This blog is both about running, and not about running.
I am the world’s slowest runner. I run badly, I run ugly, and I will never win a race unless I live to be 105 and win a 100 meter footrace simply because I am the only competitor in my age group. I am overweight, though less overweight than when I started this journey. I have asthma. My legs are short. I have spider veins. Also, I’m not exactly young and I wasn’t exactly young when I started running, although “running” is a ridiculously optimistic label to give whatever it was that I was doing back then.
I run because life is running. Running is challenging and exhilarating, boring and endlessly fascinating, painful, tedious, cloying – and magnificent. It disappoints you, breaks your heart, and brings you places you could not have imagined. Running is hard and it is painful and it makes you face the things about you that you would rather not face and love the things about you that you would rather not love. It makes you confront your weaknesses and fears and it comforts you when you feel like everything is collapsing.
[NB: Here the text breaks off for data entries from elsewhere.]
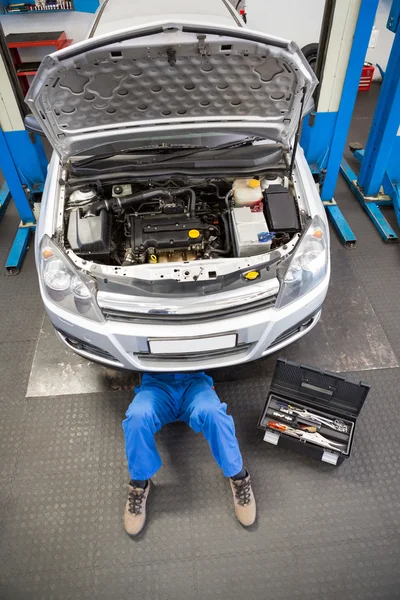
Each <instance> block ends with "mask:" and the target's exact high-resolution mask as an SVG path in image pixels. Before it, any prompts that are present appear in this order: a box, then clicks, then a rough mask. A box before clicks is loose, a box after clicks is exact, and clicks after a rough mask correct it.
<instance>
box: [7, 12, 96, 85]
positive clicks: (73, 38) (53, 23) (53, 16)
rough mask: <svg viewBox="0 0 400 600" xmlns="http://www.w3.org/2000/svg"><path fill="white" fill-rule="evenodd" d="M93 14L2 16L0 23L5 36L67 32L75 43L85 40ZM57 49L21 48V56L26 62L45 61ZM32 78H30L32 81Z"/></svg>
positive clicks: (83, 13)
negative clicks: (54, 31)
mask: <svg viewBox="0 0 400 600" xmlns="http://www.w3.org/2000/svg"><path fill="white" fill-rule="evenodd" d="M93 16H94V15H93V14H91V13H83V12H65V13H60V14H57V13H55V14H53V13H45V14H40V13H39V14H36V13H35V14H32V13H29V14H28V15H1V16H0V22H1V24H2V26H3V29H4V33H5V35H7V34H9V33H23V32H34V31H65V32H66V34H67V37H68V38H71V39H73V40H74V41H75V42H79V41H81V40H83V38H84V37H85V34H86V32H87V30H88V29H89V27H90V24H91V23H92V21H93ZM54 51H55V48H54V47H51V46H48V47H38V48H21V49H20V50H19V54H20V57H21V60H22V61H24V62H29V61H39V60H43V58H44V57H45V56H46V54H49V53H50V52H54ZM31 79H32V78H29V80H31Z"/></svg>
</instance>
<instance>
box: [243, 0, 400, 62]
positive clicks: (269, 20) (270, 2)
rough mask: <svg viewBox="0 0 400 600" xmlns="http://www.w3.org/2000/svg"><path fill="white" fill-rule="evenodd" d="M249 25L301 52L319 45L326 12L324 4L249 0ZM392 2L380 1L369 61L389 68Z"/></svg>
mask: <svg viewBox="0 0 400 600" xmlns="http://www.w3.org/2000/svg"><path fill="white" fill-rule="evenodd" d="M243 4H245V5H246V8H247V16H248V25H249V27H251V28H252V29H259V30H260V31H264V32H265V33H271V34H273V35H278V36H280V37H284V38H287V39H291V40H294V41H295V42H297V44H298V45H299V46H300V48H302V47H303V46H305V45H306V44H310V43H312V42H318V40H319V33H320V29H321V23H322V16H323V11H324V6H325V2H324V0H246V2H245V3H244V2H243ZM391 4H392V0H380V2H379V7H378V11H377V15H376V20H375V27H376V28H377V29H378V30H379V34H378V39H377V43H376V47H375V48H370V49H369V50H368V53H367V57H366V60H367V61H368V62H371V63H373V64H376V63H379V64H380V65H381V67H382V68H383V69H385V68H386V65H387V61H388V58H389V54H390V50H391V47H392V43H393V37H394V36H393V33H391V32H390V31H389V30H388V29H386V22H387V19H388V15H389V11H390V7H391Z"/></svg>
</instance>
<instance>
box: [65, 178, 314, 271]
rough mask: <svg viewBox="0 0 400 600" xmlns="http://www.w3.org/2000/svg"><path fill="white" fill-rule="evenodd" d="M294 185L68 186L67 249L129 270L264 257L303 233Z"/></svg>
mask: <svg viewBox="0 0 400 600" xmlns="http://www.w3.org/2000/svg"><path fill="white" fill-rule="evenodd" d="M304 218H307V215H306V214H305V213H304V214H303V211H301V210H300V209H299V206H298V202H297V199H296V193H295V190H294V185H293V183H292V182H291V181H289V180H288V178H287V177H283V176H280V175H277V174H269V175H268V176H264V177H255V178H253V179H229V180H228V179H224V178H221V179H217V178H213V179H201V180H200V179H184V180H183V179H178V178H175V179H167V180H165V181H160V180H157V181H152V180H147V181H134V182H124V181H122V182H121V183H118V184H115V183H109V184H108V183H107V182H103V181H101V182H100V181H93V182H91V183H89V184H85V185H81V186H79V185H74V186H71V187H70V188H68V186H67V194H66V201H65V212H64V225H65V229H64V236H63V237H64V244H65V246H66V247H67V248H68V249H70V250H72V251H73V252H74V253H75V254H76V255H77V256H78V257H80V258H81V259H83V260H90V261H92V262H95V263H99V264H106V265H116V266H130V265H139V264H145V263H146V264H156V263H169V262H188V261H196V260H206V259H213V258H221V257H226V258H230V257H245V256H254V255H257V254H262V253H265V252H267V251H268V250H272V249H275V248H278V247H279V246H282V245H285V244H287V243H288V242H289V241H290V240H291V239H292V238H293V236H294V235H295V234H297V233H299V232H300V231H301V230H302V221H304Z"/></svg>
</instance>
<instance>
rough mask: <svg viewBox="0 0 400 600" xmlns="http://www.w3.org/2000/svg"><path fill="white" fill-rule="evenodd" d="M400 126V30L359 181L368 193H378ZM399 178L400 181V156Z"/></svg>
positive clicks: (365, 151) (388, 66) (360, 183)
mask: <svg viewBox="0 0 400 600" xmlns="http://www.w3.org/2000/svg"><path fill="white" fill-rule="evenodd" d="M399 126H400V32H399V31H398V32H397V33H396V35H395V38H394V41H393V46H392V51H391V53H390V58H389V62H388V66H387V69H386V72H385V76H384V78H383V83H382V88H381V91H380V94H379V99H378V104H377V107H376V111H375V116H374V119H373V122H372V125H371V129H370V133H369V136H368V141H367V144H366V146H365V152H364V157H363V161H362V163H361V168H360V174H359V176H358V183H359V185H360V187H361V188H362V189H363V191H364V193H365V195H366V196H375V195H376V194H378V192H379V189H380V187H381V185H382V182H383V178H384V175H385V171H386V169H387V166H388V162H389V159H390V155H391V153H392V149H393V144H394V142H395V140H396V136H397V134H398V131H399ZM398 161H399V168H398V171H397V177H398V179H399V180H400V157H398Z"/></svg>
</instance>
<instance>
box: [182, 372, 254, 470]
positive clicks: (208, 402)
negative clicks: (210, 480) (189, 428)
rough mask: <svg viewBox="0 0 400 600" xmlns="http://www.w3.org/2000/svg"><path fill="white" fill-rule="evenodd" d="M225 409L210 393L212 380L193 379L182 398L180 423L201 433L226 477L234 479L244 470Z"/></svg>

It is brutal and kind and vicious and raw and gorgeous.
I believe running is why I got my Master’s in Business Administration as a single mom, and how I survived homelessness, and how it has helped me in my never-ending quest to become a badass.
It has also brought me face-to-face with loneliness, despair, and hopelessness.
Life is running. Running is life.
And whether you’re trying to figure out if you can make yourself run a half marathon or write that novel or risk everything for love or leave that bad relationship, the underlying philosophy, I believe, is the same: it’s better to go big than to risk your life shrinking away. It is better to move slowly than to not move at all.